Tra l’altro la carriera di don Pellizzari aveva già attraversato dei momenti difficili: nel dicembre 2012 era già stato sospeso da monsignor Morerod per aver danneggiato finanziariamente, come riportava la stampa svizzera, le due parrocchie di cui era responsabile. Era stata presentata una denuncia penale per appropriazione indebita di fondi, diverse migliaia di franchi. Il tribunale del cantone di Vaud lo aveva condannato a 150 giorni di multa sospesa e gli aveva imposto di pagare quasi 8mila franchi svizzeri di spese. Nel dicembre 2013, tuttavia, la sua sospensione era stata revocata dalla diocesi dopo che aveva restituito il denaro.

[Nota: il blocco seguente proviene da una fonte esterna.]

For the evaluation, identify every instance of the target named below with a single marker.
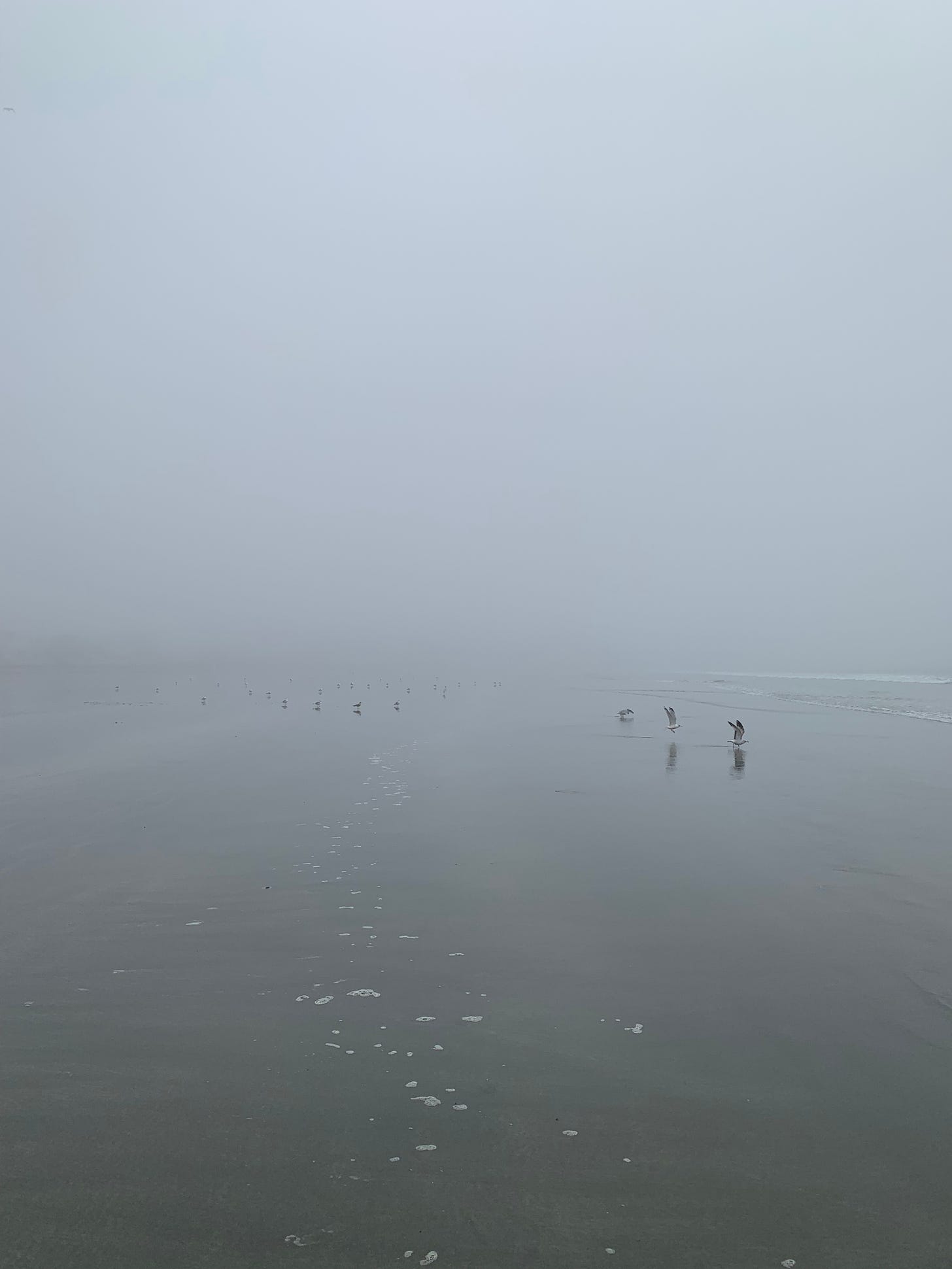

Ma torniamo all’inchiesta recente. L’appartamento sequestrato è stato svuotato del mobilio a inizio 2023 dopo che, almeno dal febbraio 2022 il sacerdote aveva deciso di rimettere in vendita l’immobile a seguito della sua decisione di tornare in Svizzera. Aveva trascorso in Italia i 3 anni precedenti per accudire l’anziana madre malata, deceduta nel 2022, e che dal 2020 si trovava in una casa di riposo del paese. Appartamento vuoto, pure riverniciato, disponibile alla visita di potenziali clienti e di proprietà di qualcuno che già allora era oggetto di indagine. Perché sequestrarlo ora e non allora?

Andiamo con ordine e rimettiamo in fila i pezzi della storia in ordine cronologico. Venerdì 29 settembre, il procuratore di Neuchâtel Pierre Aubert ha comunicato alla stampa svizzera di aver "recentemente ricevuto informazioni relative ad atti di natura sessuale che sarebbero stati commessi all’estero da un sacerdote domiciliato nel cantone di Neuchâtel". Questo è ciò che si legge nell’articolo su "Le nouvelliste", la diocesi è quella di Urbino e i presunti fatti sono, appunto, quelli di Sant’Angelo in Vado. Da cosa è scaturita ora la necessità di non inquinare eventuali prove che potrebbero essere racchiuse tra le mura di quella casa? Del resto si sta procedendo verosimilmente d’ufficio, ossia in assenza di un esposto di natura penale da parte di una presunta vittima ma sulla base, come ha comunicato in una nota ufficiale la diocesi di Urbino, da una segnalazione di un caso di abuso su minore effettuata tramite lo sportello di ascolto nell’ambito del servizio di tutela dei minori e delle persone adulte vulnerabili.